Price: About $201 a night.
The accommodation: The Moxy is about practicality: the room is small with a compact bathroom on the right and a carefully designed sink unit in the room itself. The furniture hangs on the wall on little pegs for you to take down and fold out when you need it and to fold up and hang up again when you don't. The building was previously an office building — suggested by the bobbly glass in the doors but a central atrium reveals before that it was originally a residential building — used as a hostel by construction workers during New York's skyscraper building boom.
The facilities: My room had two narrow windows looking out on an office block across the street. The lights were always on but I never saw a soul. Eleven floors below, tourists and office workers scurried into midtown Manhattan.
Toiletries: Soap plus body wash, shampoo and conditioner in squirt bottles. Handy makeup wipes.
Eat: Egghead is a popular New York eatery offering, you guessed it, egg-based breakfast "sandwiches" — and they're cheaper with coffee. You can either eat standing up at a narrow counter inside or take it back to your room (they also deliver to the Moxy). Take it from someone who made a messy mistake: don't take your little sandwich (bun) out of its packet if you want to avoid a streak of yolk down your shirtfront. The hotel also houses the Legasea restaurant — which was packed with workers from surrounding offices on the day I was there — and a number of bars designed for meetings and socialising.

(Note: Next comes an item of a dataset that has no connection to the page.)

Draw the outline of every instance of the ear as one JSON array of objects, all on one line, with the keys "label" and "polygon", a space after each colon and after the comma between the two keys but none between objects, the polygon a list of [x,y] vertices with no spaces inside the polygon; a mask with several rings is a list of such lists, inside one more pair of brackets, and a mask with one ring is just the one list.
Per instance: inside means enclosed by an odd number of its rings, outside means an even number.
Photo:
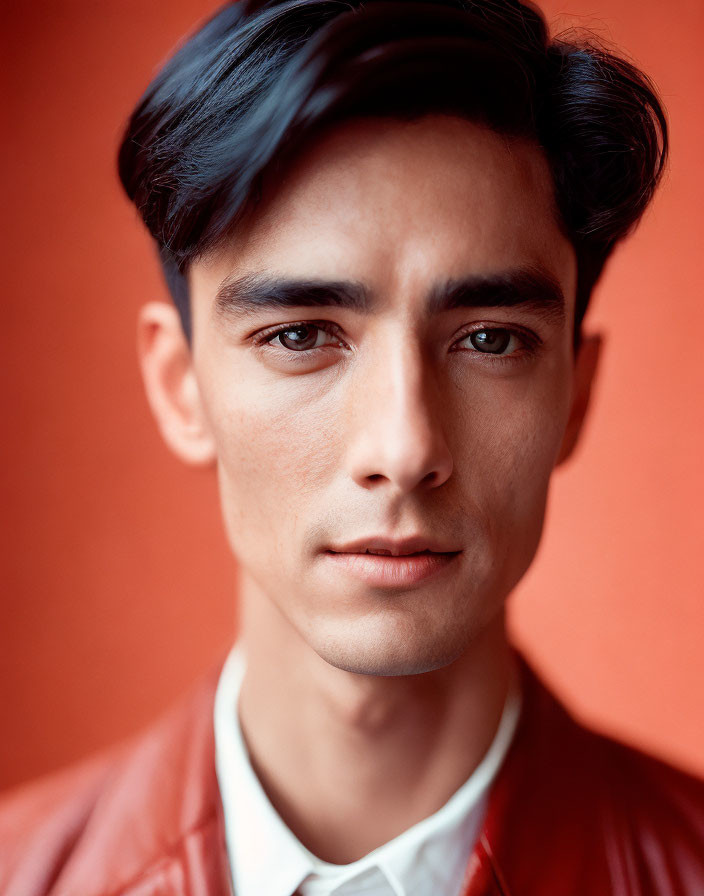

Drink and be merry: The Moxy is home to the Magic Hour rooftop bar, which has hosted the likes of Beyonce and Rihanna. It's one of the hip places to be seen in Manhattan, as well as one of the places to see Manhattan. The topiaries are a talking point all by themselves, and be careful after a cocktail or three if you're sitting on the turning dais. It's as disorientating as it sounds.
In the neighbourhood: Wonderful, amazing, breathtaking, magical, midtown Manhattan.
Would I stay again: Yes, please! My stay was nowhere near long enough to see all New York had to offer. A second Moxy offering the same simplicity and design on a budget opened last week in Chelsea, in the heart of the flower District. Built from scratch, it follows the philosophy of its Times Square sister: fun, modern and linked to its neighbourhood.